Retrospectively, in 2021, British magazine Classic Pop ranked the song number 12 in their list of 'Top 40 Stock Aitken Waterman songs'.

===Music video===
The music video, directed by Andy Morahan, featured the girls performing the song with vogue-style choreography with four male dancers dressed in British-style suits, hats, and umbrellas. Their performance is interspersed with shots of them strutting down a fashion catwalk in three different outfits, reflecting the three different seasons mentioned in the song (winter, spring, fall/autumn), and performing the main choreography in yet a fourth change of wardrobe. Sara and Keren are seen sharing the same black-with-copper-coloured-leaves jacket throughout.

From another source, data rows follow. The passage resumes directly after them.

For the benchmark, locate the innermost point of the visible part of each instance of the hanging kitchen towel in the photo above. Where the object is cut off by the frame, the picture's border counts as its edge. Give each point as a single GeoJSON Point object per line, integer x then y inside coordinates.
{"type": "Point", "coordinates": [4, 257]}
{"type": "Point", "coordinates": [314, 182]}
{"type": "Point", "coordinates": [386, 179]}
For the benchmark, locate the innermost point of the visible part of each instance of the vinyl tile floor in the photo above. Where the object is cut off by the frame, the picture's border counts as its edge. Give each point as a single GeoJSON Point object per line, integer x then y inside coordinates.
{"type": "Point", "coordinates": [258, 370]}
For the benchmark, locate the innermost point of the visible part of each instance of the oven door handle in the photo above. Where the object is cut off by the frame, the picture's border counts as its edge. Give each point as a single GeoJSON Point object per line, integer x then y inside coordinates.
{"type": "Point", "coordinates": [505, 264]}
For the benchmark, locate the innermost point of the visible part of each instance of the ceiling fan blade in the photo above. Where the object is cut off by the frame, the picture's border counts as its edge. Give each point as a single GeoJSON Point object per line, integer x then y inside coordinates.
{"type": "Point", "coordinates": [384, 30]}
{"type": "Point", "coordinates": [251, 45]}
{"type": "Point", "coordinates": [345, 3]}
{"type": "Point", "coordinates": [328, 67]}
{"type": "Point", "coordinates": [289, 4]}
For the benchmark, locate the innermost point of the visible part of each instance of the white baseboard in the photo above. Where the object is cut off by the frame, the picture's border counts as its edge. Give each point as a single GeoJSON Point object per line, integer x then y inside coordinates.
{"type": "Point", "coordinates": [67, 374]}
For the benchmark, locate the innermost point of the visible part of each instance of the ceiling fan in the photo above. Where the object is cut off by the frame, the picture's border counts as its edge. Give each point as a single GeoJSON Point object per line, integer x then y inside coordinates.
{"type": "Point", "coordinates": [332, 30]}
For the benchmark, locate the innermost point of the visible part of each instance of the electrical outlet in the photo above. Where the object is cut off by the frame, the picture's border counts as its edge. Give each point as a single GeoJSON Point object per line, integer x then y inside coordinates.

Individual shots of the girls are accompanied by floating images of fruits and art objects, such as vases and statues.

The video was nominated for British Video of the Year at the 1989 Brit Awards, but lost to Michael Jackson's "Smooth Criminal".

===Performances===
The group performed the song on several popular shows of the day, including Top of the Pops, The Great Big British Pop Machine, at the 1988 Royal Variety Performance in the presence of the Queen Mother and, famously, on the Terry Wogan show, in which Keren is seen doing the first verse choreography during the second verse. None of these appearances feature live vocals.

===Track listings===
- 7-inch single / Japanese 3-inch CD single
1. "Nathan Jones" – 3:18
2. "Once in a Lifetime" – 4:05

- 12-inch single
3. "Nathan Jones" (Extended Version) – 5:12
4. "Nathan Jones" (Instrumental Dub Mix) – 3:18
5. "Once in a Lifetime" – 4:05

- US 12-inch single
6. "Nathan Jones" (Psycho Mix) – 6:27
7. "Nathan Jones" (Instrumental Dub Mix) – 3:18
8. "Nathan Jones" (Bass Tone Mix) – 5:07
9. "Once in a Lifetime" – 4:05

- UK CD single / Japanese CD mini-album
10. "Nathan Jones" (Extended Version) – 5:11
11. "Venus" (Extended Version) – 7:25
12. "Once in a Lifetime" – 4:04

- Japanese CD mini-album (remix)
13. "Nathan Jones" (Psycho Mix) – 6:24
14. "I Want You Back" (Extended European Version) – 7:55
15. "Once in a Lifetime" – 4:05

===Personnel===
- Sara Dallin – vocals
- Jacquie O'Sullivan – vocals
- Siobhan Fahey – vocals
- Keren Woodward – vocals, bass guitar

===Charts===

1988–1989 weekly chart performance for "Nathan Jones"
| Chart (1988–1989) | Peak position |
|---|---|
| Australia (ARIA) | 59 |
| Belgium (Ultratop 50 Flanders) | 22 |
| Europe (European Hot 100 Singles) | 49 |
| Europe (European Airplay Top 50) | 39 |
| Finland (Suomen virallinen lista) | 3 |
| Ireland (IRMA) | 16 |
| Israel (IBA) | 8 |
| Luxembourg (Radio Luxembourg) | 9 |
| Netherlands (Single Top 100) | 73 |
| New Zealand (Recorded Music NZ) | 22 |
| UK Singles (Official Charts) | 15 |
| UK Dance (Music Week) | 10 |

==Other versions==
"Nathan Jones" has also been remade by:
- Paul Davis (album Cool Night, 1981)
- Nicolette Larson (album All Dressed Up and No Place to Go, 1982).